Ce débat s’est récemment transposé au Québec et au Canada, autour des projets de loi provincial et fédéral sur les soins de fin de vie. Diverses coalitions des professionnels de la santé opposés à l’euthanasie et au suicide assisté ont mené des campagnes afin que le personnel soignant puisse se prévaloir du droit à l’objection de conscience et ainsi refuser d’effectuer des actes médicaux qui heurtent de plein fouet leurs convictions religieuses.
Un appel à la «civilité» et à l’engagement
En publiant son livre, Mary Eberstadt espère inoculer chez ses concitoyens une culture de la civilité afin que tous les enjeux, même les plus controversés, puissent être débattus sereinement et respectueusement sur la place publique.
Le climat d’incivilité qui prévaut actuellement a eu pour effet de marginaliser les croyants, que ce soit sur la place publique, sur le marché du travail ou dans les institutions d’enseignement, déplore-t-elle.
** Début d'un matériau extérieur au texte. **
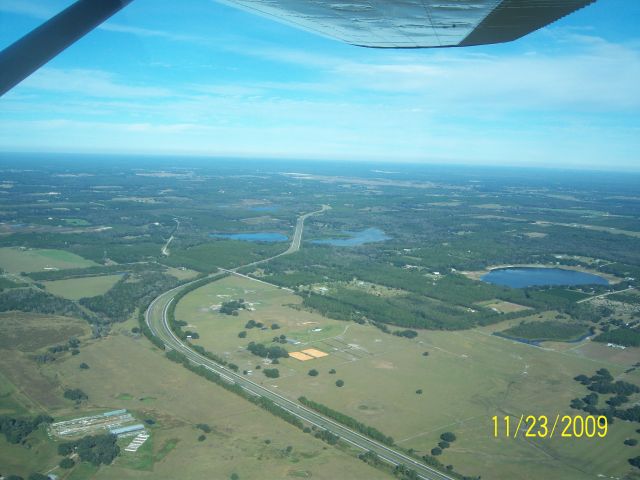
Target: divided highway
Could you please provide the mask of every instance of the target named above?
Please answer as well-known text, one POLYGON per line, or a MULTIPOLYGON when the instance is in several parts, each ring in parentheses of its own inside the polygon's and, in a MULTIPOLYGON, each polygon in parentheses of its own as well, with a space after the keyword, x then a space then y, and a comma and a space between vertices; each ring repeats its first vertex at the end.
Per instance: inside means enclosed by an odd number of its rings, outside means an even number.
MULTIPOLYGON (((302 241, 302 231, 304 228, 304 220, 310 215, 314 215, 316 213, 324 212, 330 208, 327 205, 323 205, 322 210, 318 210, 317 212, 311 212, 305 215, 301 215, 298 217, 296 222, 296 229, 293 235, 293 239, 291 242, 291 246, 287 249, 287 251, 276 255, 276 257, 281 255, 286 255, 289 253, 296 252, 300 249, 300 244, 302 241)), ((263 263, 269 261, 273 258, 261 260, 259 262, 254 262, 252 264, 243 265, 243 267, 254 265, 257 263, 263 263)), ((242 267, 238 267, 242 268, 242 267)), ((209 276, 209 278, 222 277, 225 273, 235 273, 235 270, 225 270, 220 271, 219 273, 214 273, 209 276)), ((160 338, 162 342, 165 344, 167 350, 177 350, 178 352, 185 355, 191 362, 196 365, 202 365, 209 370, 212 370, 219 374, 223 379, 230 383, 235 383, 240 385, 244 390, 249 392, 250 394, 256 396, 262 396, 268 398, 273 401, 275 404, 284 408, 288 412, 293 415, 299 417, 304 422, 307 422, 311 425, 315 425, 317 427, 323 428, 325 430, 330 431, 331 433, 338 435, 342 440, 364 450, 364 451, 372 451, 376 453, 382 460, 387 461, 392 465, 403 464, 413 470, 415 470, 421 478, 425 480, 453 480, 452 477, 441 473, 431 467, 428 467, 413 458, 399 452, 393 448, 390 448, 382 443, 376 442, 358 432, 355 432, 330 418, 327 418, 319 413, 306 408, 303 405, 298 404, 296 400, 289 399, 279 393, 276 393, 268 388, 259 385, 256 382, 253 382, 249 378, 244 375, 240 375, 235 373, 233 370, 225 368, 214 361, 200 355, 199 353, 192 350, 188 344, 183 343, 172 331, 169 327, 169 320, 167 318, 167 311, 169 306, 173 301, 175 301, 176 294, 190 285, 193 282, 181 285, 179 287, 173 288, 162 295, 158 296, 150 305, 147 311, 145 312, 145 319, 147 325, 151 332, 160 338)))

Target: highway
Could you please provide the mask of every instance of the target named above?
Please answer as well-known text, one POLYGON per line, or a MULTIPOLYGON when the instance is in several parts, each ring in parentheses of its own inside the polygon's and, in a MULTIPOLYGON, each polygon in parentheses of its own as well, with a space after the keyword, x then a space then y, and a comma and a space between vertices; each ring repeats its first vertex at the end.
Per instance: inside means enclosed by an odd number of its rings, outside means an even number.
MULTIPOLYGON (((298 251, 300 249, 300 243, 302 240, 304 220, 310 215, 324 212, 327 208, 330 207, 323 205, 322 210, 311 212, 298 217, 298 221, 296 222, 296 230, 293 235, 291 246, 287 249, 286 252, 276 255, 275 257, 271 257, 270 259, 298 251)), ((253 262, 252 264, 243 265, 243 267, 247 267, 257 263, 263 263, 270 259, 253 262)), ((220 271, 211 274, 209 278, 221 277, 227 272, 235 273, 235 270, 237 270, 237 268, 233 270, 220 271)), ((319 413, 310 410, 303 405, 300 405, 296 400, 287 398, 279 393, 269 390, 268 388, 250 380, 244 375, 237 374, 233 370, 225 368, 192 350, 188 344, 183 343, 173 333, 173 331, 171 331, 168 323, 167 311, 171 303, 174 301, 176 294, 181 289, 194 282, 180 285, 179 287, 173 288, 158 296, 155 300, 153 300, 153 302, 151 302, 149 308, 145 312, 145 320, 149 329, 154 335, 162 340, 167 350, 176 350, 184 354, 194 364, 202 365, 209 370, 218 373, 224 380, 240 385, 248 393, 268 398, 283 409, 299 417, 304 422, 328 430, 331 433, 338 435, 342 440, 350 443, 357 448, 362 449, 363 451, 372 451, 376 453, 378 457, 380 457, 380 459, 392 465, 403 464, 408 468, 415 470, 419 474, 419 476, 425 480, 453 480, 452 477, 439 472, 438 470, 435 470, 427 465, 424 465, 423 463, 414 460, 413 458, 403 454, 402 452, 395 450, 394 448, 390 448, 382 443, 376 442, 375 440, 372 440, 356 431, 353 431, 330 418, 320 415, 319 413)))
Cela a aussi pour effet d’inciter certains chrétiens conservateurs à se replier sur eux-mêmes, à se couper du reste de la société et à refuser de s’engager politiquement, déplore Ryan T. Anderson, chercheur à l’Heritage Foundation.
Il se réjouit donc de la publication du livre de Mary Eberstadt. L’ouvrage de sa collègue, dit-il, prend l’exact contre-pied de cette culture de l’incivilité ; il propose plutôt aux chrétiens des «stratégies» et des «propostions» afin que ceux-ci puissent «s’engager prudemment» dans les débats politiques.